That’s a funny title for a post huh? See the name of the song below that this post was composed under and you will understand. Well, I just noticed a few minutes ago that this is the 6 month anniversary to the date where my “business partner” shoved a knife in my back and tossed me overboard halfway to Hawaii. Of course he did not physically toss me overboard on a real sailboat but it might as well been that way. Greed and Sloth got the better of him. For all practical purposes I was thrown overboard with a knife in my back and set adrift. In the past 6 months I have learned a lot more about the situation and he is not having the best time. Some folks think they know how to ride a motorcycle but when they step up to the plate things don’t go as planned. I give that fool another 6 months or so and he will be belly up and asking for $5 for a chicken dinner as he once did to me in 2012. Certain birdies have kept me informed on what has been going on and it is not pretty for him. But he thinks he is Midas and can do it all. We’ll come back in 6 months from now and see what has happened to him after a year.
This is exactly why I am a loner and introvert at heart. In my life I have rarely come across anyone that can be trusted. Yes, for the little things for sure. But somehow when money starts getting involved for some reason most people have a Dr. Jeckle and Mr. Hyde personality. I have seen this over and over and over again until I am sick to death of it. That’s why I do best on my own. No one to blame except myself. If I goof up I know how to fix it asap. Independence rather than dependent. Freedom rather than slavery. Self-reliance rather than blind obedience. That’s the life for moi.
Chartering unknown waters. Going to places you have never gone before. Seeing sights you have never seen before. Pulling out in the morning with no particular destination in mind. Driving down the highway with the wind in your hair. Having the courage to do it and know that at any time your entire life could change in one second. But you still do it because the Freedom is worth it. All of us roll the dice every time we get out of bed in the morning.
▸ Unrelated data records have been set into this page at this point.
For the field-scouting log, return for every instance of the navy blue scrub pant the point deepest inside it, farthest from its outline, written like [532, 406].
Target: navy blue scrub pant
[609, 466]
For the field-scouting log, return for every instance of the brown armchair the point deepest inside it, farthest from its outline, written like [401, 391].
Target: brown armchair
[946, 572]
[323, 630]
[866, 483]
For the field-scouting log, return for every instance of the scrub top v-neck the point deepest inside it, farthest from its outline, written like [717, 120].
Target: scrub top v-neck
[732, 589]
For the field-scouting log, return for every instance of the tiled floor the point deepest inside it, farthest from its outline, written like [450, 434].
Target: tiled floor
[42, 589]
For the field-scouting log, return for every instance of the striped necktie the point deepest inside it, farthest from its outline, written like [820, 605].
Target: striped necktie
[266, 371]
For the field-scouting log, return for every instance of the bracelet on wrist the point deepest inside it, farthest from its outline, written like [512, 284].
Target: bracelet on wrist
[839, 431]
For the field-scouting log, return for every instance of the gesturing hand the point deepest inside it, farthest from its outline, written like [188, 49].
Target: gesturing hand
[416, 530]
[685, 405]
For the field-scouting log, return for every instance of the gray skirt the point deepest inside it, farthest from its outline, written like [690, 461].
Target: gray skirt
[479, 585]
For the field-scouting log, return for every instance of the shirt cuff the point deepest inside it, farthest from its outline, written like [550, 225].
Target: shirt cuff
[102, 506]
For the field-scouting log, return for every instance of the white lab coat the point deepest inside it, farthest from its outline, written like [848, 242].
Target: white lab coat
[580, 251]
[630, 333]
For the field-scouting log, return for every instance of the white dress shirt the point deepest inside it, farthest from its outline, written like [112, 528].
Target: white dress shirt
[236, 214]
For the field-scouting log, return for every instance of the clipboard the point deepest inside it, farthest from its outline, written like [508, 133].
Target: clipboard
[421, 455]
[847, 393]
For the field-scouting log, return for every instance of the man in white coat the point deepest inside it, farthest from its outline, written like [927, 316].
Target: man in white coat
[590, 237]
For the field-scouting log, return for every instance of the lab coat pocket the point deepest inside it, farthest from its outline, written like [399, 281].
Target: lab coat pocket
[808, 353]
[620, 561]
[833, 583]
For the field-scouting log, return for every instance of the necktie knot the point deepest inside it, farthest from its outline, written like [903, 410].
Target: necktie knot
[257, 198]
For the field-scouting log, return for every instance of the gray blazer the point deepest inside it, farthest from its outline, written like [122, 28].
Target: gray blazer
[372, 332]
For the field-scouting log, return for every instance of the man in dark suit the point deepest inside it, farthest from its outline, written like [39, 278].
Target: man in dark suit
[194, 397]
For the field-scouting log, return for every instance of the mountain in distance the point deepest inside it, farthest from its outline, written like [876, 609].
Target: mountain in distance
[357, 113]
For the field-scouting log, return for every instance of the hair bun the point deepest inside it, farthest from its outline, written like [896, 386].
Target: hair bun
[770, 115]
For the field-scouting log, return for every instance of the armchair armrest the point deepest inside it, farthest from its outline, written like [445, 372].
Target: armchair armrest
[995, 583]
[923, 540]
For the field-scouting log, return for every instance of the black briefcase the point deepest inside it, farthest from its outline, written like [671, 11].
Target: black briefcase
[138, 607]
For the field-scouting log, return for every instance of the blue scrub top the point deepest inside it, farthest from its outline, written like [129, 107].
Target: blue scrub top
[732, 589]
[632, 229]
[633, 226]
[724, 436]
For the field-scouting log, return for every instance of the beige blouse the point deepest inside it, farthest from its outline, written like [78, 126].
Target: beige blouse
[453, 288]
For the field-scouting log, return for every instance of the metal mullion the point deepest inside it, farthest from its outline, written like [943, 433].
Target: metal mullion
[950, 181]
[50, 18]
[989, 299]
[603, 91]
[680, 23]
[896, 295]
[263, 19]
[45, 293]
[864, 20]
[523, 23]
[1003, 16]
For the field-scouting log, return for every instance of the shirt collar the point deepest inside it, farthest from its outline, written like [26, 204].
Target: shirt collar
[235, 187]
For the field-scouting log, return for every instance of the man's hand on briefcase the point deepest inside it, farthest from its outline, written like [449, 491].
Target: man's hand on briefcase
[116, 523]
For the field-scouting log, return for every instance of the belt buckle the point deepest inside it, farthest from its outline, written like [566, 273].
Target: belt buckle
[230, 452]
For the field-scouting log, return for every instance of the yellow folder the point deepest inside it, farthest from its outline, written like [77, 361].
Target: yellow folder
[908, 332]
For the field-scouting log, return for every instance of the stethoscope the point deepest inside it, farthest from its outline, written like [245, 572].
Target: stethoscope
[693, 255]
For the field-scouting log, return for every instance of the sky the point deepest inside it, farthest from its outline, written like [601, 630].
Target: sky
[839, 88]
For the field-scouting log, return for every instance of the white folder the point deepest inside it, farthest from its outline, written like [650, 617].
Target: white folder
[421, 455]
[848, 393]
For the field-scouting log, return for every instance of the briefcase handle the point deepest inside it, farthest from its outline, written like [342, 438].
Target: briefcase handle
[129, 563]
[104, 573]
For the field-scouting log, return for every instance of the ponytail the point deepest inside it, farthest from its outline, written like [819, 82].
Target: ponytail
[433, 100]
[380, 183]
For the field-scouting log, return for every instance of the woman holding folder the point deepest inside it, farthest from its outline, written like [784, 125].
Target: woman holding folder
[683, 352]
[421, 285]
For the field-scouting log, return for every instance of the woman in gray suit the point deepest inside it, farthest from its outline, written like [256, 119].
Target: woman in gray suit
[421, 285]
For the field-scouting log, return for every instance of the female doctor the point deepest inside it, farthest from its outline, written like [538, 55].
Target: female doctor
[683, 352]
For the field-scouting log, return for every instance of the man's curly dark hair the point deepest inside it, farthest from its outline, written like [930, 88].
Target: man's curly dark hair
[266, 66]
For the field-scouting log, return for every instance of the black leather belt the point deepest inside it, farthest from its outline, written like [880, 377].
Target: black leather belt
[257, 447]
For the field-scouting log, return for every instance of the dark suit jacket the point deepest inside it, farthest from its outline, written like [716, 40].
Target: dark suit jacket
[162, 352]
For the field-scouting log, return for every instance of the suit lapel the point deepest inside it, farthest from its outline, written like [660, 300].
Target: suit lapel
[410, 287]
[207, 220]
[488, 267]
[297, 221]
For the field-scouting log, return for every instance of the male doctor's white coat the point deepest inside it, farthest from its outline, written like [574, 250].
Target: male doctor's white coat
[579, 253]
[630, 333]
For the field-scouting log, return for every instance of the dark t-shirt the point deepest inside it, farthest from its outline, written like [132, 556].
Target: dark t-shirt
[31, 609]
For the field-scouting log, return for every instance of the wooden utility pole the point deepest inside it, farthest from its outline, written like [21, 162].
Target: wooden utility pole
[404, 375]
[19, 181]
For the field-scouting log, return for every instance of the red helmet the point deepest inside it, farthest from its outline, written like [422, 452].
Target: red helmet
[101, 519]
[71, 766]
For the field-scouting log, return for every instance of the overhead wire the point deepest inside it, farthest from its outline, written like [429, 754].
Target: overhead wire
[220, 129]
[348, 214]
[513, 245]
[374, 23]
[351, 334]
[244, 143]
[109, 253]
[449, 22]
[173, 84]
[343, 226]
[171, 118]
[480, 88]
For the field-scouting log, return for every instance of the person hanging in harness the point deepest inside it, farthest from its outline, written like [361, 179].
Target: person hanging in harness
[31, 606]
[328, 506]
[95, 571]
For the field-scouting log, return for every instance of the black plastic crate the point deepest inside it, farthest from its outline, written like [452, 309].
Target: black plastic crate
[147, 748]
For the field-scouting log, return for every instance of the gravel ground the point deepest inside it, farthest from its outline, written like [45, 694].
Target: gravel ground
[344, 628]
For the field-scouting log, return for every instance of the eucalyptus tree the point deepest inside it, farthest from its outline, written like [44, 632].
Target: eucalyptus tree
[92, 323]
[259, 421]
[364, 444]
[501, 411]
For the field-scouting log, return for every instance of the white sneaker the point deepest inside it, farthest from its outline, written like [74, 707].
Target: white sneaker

At the end of the day you just might not be coming home, at least not vertically. What I have learned is that big game we are all in is nothing more than learning to overcome your fears. Ever since I was a young tyke that’s all I ever did. Learning to overcome my fears. Learning to ignore the mass opinion and strike out on my own. Learning to make things happen rather than letting things happen. Finding more pleasure being alone by myself for a month or two by a quiet lake than cooped up in some big city with people living their lives like sardines in a can.
Little things like that have taught me I need to listen to my intuition. For the last year before Oct. 2016 my intuition was in overload condition about this “business partner” of mine. I sort of shrugged it off most of the time but my silent voice inside my head started going off more and more and more in the spring and summer of 2016. It reached a point where I decided to take major precautions and about 2 weeks later the proverbial shit hit the fan. If I had not listened to my intuition when it was basically screaming at me in my head I would have been in a world of hurt. But I did listen and what could have been a major catastrophe was little more than a hiccup. A hiccup now as I look back but at the time in Oct. 2016 it seemed massive. It was massive but my intuition helped me to prepare for it.
On the way to Texas a funny thing happened. I was being followed by a monster pickup that acted like he was hooked to my bumper. This was in a construction zone with double fines. Speed limit was 55. So here I am minding my business listening to some of my favorite tunes and this guy behind me decides he can’t take it any longer. He floors it in a construction zone (on a double yellow line while pulling a trailer!!) and leaves us in the dust. Watch what happens.
“Remembering that you are going to die is the best way I know to avoid the trap of thinking you have something to lose. You are already naked. There is no reason not to follow your heart.”
“If you live each day as if it was your last, someday you’ll most certainly be right.” It made an impression on me, and since then, for the past 33 years, I have looked in the mirror every morning and asked myself: “If today were the last day of my life, would I want to do what I am about to do today?” And whenever the answer has been “No” for too many days in a row, I know I need to change something.
P.S. Darcy is doing well on her gofundme page. She indicated she has a major update she’s going to talk about tomorrow. Sooner or later her dream will come true too!!